奇妙な男の独り言

「黄昏(たそがれ)、誰(たそ)彼(かれ)、逢(おう)魔(まが)時(どき)、大禍時(おおまがどき)。夕暮れとは昼と夜の境界であり、終焉を指し示す。北欧の神話では、”ラグナロク”を”神々の黄昏”と訳される。まぁ、実にどうでも良い事だが。世界には色々な境界がある。例えば昼と夜。例えば過去と未来。例えば生と死。境界がはっきりとしているものも、判然としていないものも世の中にはある。黒と白の間には灰色があるように。境界と言うものは時に歪み、時に揺らぐ。歪みやすいのが悪と正義なら、揺らぎやすいのは感情の正と負だろうか。境界には古今東西、聖魔が含まれる。橋は黄泉に続く伝説も、大きな樹木の根に死者の国があれば天上に神の国を思い描く。境が神秘を宿してるのは神社なんかもそうなのだろう。特に光から闇へ変わる時、人は魔を見る。夕暮れの異称が多いのはきっとそれを含む境だからだ。それにしても、人間と言う生き物は実に不思議だ。死にたいと彷徨う昨日があれば、生きたいと走る明日がある。だからこそ、揺らぐ様が時に美しく、時に醜いのだろう」

 ふぅ、と男は溜め息を零した。
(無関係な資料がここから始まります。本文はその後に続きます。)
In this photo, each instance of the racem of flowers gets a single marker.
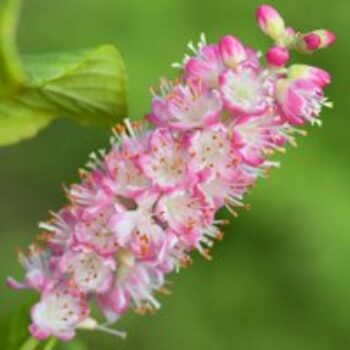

先ほど見送った魂は此岸(しがん)へと帰っていた。その魂に憑いていた死霊も彼岸(ひがん)へと渡った。その男だけが残される。ここは狭間。生と死の境界。男はこの世界を揺らし魂を判別するもの。数多の魂はここに流れ着き行く先を決める。男はただ見ているだけ。

「まぁ、次が来るまで待つとしよう」

 男は嗤った。




主要登場人物

○私…………境界を彷徨う者
 『おうまがどき』の主人公。彼女の視点で物語は展開していった。
 父と母と弟の四人家族だった。母と弟と死別し、今現在父と二人暮らし。自分だけ生き残ってしまったことに対して無意識に自責の念を持っていた。だから、彷徨っていた。

○友人…………彷徨う者を向こう側に引込む者
 主人公・私の友人。小動物めいた可愛い少女。本編のメインキャラの一人。
 小学校の頃の私の友人だった。可愛らしかったのでろくでもない大人に誘拐されて、死体が奥山に放置されているのを発見された。自分が死んだ自覚はなく、寂しくて寂しくて誰でも良いから縋りたかった。

○弟…………彷徨う者をこちら側に引き戻す者
 主人公・私の弟。本編のメインキャラの一人。
 小学校低学年の頃、川に流されて溺れて死んだ。それ以来私をずっと見守っていた一人。

○奇妙な男…………境界を揺らす者
 死神みたいなものと考えても良い。この作品の原因にして傍観者。